This is the implementation of Q-PEFT: Query-dependent Parameter Efficient Fine-tuning for Text Reranking with Large Language Models
Please refer to this link to install git-lfs before cloning this repo. Commands to install git-lfs on Linux systems are copied here:
curl -s https://packagecloud.io/install/repositories/github/git-lfs/script.deb.sh | sudo bash
sudo apt-get install git-lfs
#
python -m venv qpeft-v0.5.0
source ./venv/bin/python
pip install -r requirements.txt
cd ./vendor/peft-0.5.0
pip install -e .
# If error: Proxy URL had no scheme, should start with http:// or https://
unset http_proxy
unset https_proxy
# download DPR data
python utils/dpr_data_prepare.py --resource data --output_dir ./data/DPR
# download UPR data
python utils/upr_data_prepare.py --resource data --output_dir ./data/UPR
# generate SPRK data
bash utils/sprk_data_prepare.sh
# generate bm25_scu data to replace data/SPRK/retriever-outputs/bm25_scu
# first pull and run bm25 anserini docker
docker pull beir/pyserini-fastapi
docker run -p 8000:8000 -it --name bm25 --rm beir/pyserini-fastapi:latest
# then run the following three command in order
python zhiyuan/bm25_scu.py --dataset_name trivia --overwritejsonl --reindex
python zhiyuan/bm25_scu.py --dataset_name squad1
python zhiyuan/bm25_scu.py --dataset_name nq
python zhiyuan/bm25_scu.py --dataset_name xx(custom dataset name)
We utilize the Train and Dev data released by DPR, the following descriptopm is copied from DPR:
The default data format of the Retriever training data is JSON. It contains pools of 2 types of negative passages per question, as well as positive passages and some additional information.
[
{
"question": "....",
"answers": ["...", "...", "..."],
"positive_ctxs": [{
"title": "...",
"text": "...."
}],
"negative_ctxs": ["..."],
"hard_negative_ctxs": ["..."]
},
...
]
Elements' structure for negative_ctxs & hard_negative_ctxs is exactly the same as for positive_ctxs. The preprocessed data available for downloading also contains some extra attributes which may be useful for model modifications (like bm25 scores per passage).

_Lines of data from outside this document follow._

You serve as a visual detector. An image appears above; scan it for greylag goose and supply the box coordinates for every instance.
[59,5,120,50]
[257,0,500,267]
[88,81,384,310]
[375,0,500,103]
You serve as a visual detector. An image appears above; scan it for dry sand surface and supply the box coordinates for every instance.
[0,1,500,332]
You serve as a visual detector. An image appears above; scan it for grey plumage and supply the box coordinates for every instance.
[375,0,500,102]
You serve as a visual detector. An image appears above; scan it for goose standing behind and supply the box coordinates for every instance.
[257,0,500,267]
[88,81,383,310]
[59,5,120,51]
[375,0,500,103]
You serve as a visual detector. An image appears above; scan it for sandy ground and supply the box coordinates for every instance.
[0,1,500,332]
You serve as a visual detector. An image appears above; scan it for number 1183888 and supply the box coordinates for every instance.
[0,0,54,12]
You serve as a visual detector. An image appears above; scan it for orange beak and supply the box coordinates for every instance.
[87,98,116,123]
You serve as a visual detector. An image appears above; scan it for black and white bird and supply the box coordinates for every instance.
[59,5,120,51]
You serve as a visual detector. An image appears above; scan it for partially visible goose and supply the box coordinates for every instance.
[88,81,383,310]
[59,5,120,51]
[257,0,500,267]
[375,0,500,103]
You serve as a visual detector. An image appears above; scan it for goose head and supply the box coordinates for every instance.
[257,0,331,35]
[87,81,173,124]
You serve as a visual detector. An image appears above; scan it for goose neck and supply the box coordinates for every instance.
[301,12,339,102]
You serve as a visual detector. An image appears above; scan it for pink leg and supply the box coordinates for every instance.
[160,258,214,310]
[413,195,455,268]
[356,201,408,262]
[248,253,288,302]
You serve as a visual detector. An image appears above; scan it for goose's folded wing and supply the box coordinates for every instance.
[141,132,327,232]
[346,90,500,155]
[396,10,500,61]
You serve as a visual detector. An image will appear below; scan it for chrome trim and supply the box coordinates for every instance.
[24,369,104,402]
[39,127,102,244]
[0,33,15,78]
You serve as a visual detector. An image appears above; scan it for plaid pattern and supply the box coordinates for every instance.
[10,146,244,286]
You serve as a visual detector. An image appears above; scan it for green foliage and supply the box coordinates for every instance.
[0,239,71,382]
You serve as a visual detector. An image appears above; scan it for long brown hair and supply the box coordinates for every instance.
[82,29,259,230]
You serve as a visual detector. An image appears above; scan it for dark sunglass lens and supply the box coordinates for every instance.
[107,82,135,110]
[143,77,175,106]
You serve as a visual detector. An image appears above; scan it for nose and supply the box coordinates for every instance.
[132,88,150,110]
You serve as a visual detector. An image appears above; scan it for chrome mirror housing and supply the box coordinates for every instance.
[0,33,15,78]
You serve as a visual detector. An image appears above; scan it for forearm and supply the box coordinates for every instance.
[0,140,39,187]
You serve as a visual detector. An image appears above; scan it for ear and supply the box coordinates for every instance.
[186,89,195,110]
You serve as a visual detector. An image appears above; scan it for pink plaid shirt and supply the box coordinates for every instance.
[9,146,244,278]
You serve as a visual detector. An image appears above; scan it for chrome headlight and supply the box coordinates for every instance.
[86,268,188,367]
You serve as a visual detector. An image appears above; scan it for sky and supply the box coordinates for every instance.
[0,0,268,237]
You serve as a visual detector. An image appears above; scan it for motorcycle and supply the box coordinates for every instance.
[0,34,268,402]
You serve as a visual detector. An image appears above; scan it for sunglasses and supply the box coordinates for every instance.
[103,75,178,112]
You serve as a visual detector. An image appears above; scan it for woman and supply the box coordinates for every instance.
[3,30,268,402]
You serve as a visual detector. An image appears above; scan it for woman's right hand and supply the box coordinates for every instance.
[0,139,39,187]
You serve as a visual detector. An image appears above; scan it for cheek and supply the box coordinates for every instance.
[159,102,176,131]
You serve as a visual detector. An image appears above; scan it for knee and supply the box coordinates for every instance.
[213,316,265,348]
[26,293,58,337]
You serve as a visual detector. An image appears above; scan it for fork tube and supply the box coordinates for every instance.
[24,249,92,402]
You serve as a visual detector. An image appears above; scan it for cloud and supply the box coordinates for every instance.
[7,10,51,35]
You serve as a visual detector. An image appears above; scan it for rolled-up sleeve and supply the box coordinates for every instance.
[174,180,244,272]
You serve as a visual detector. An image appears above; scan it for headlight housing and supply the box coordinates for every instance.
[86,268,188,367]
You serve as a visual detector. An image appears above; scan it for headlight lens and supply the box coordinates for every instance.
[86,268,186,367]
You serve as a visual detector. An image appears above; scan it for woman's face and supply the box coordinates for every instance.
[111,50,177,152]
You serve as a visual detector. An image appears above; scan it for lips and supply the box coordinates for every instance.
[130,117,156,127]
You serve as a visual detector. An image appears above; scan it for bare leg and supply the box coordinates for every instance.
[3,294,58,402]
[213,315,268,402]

Still, they are not currently in use by DPR.
We directly utilize the topK results by different retrievers released by UPR. The following data description is copied from UPR:
We follow the DPR convention and segment the Wikipedia articles into 100-word long passages. DPR's provided evidence file can be downloaded with the command
python utils/download_data.py --resource data.wikipedia-split.psgs_w100
This evidence file contains tab-separated fields for passage id, passage text, and passage title.
id text title
1 "Aaron Aaron ( or ; ""Ahärôn"") is a prophet, high priest, and the brother of Moses in the Abrahamic religions. Knowledge of Aaron, along with his brother Moses, comes exclusiv
ely from religious texts, such as the Bible and Quran. The Hebrew Bible relates that, unlike Moses, who grew up in the Egyptian royal court, Aaron and his elder sister Miriam remained
with their kinsmen in the eastern border-land of Egypt (Goshen). When Moses first confronted the Egyptian king about the Israelites, Aaron served as his brother's spokesman (""prophet"

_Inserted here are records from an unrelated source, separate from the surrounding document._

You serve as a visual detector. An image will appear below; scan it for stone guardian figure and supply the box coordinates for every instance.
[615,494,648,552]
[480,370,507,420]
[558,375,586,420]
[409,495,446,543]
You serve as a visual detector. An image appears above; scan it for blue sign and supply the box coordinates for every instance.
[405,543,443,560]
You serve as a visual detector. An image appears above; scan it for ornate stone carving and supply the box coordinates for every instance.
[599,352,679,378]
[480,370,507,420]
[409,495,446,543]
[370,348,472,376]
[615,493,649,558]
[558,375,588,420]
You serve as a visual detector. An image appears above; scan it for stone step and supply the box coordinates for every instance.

") to the Pharaoh. Part of the Law (Torah) that Moses received from" Aaron
2 "God at Sinai granted Aaron the priesthood for himself and his male descendants, and he became the first High Priest of the Israelites. Aaron died before the Israelites crossed
the North Jordan river and he was buried on Mount Hor (Numbers 33:39; Deuteronomy 10:6 says he died and was buried at Moserah). Aaron is also mentioned in the New Testament of the Bib
le. According to the Book of Exodus, Aaron first functioned as Moses' assistant. Because Moses complained that he could not speak well, God appointed Aaron as Moses' ""prophet"" (Exodu
s 4:10-17; 7:1). At the command of Moses, he let" Aaron
... ... ...
The input data format is JSON. Each dictionary in the json file contains one question, a list containing data of the top-K retrieved passages, and an (optional) list of possible answers.
For each top-K passage, we include the (evidence) id, has_answer , and (optional) retriever score attributes.
The id
attribute is passage id from the Wikipedia evidence file, has_answer
denotes if the passage text contains the answer span or not.
Following is the template of the .json file
[
{
"question": "....",
"answers": ["...", "...", "..."],
"ctxs": [
{
"id": "....",
"score": "...",
"has_answer": "....",
},
...
]
},
...
]
An example when passages are retrieved using BM25 when queries using Natural Questions dev set.
[
{
"question": "who sings does he love me with reba",
"answers": ["Linda Davis"],
"ctxs": [
{
"id": 11828871,
"score": 18.3,
"has_answer": false
},
{
"id": 11828872,
"score": 14.7,
"has_answer": false,
},
{
"id": 11828866,
"score": 14.4,
"has_answer": true,
},
...
]
},
...
]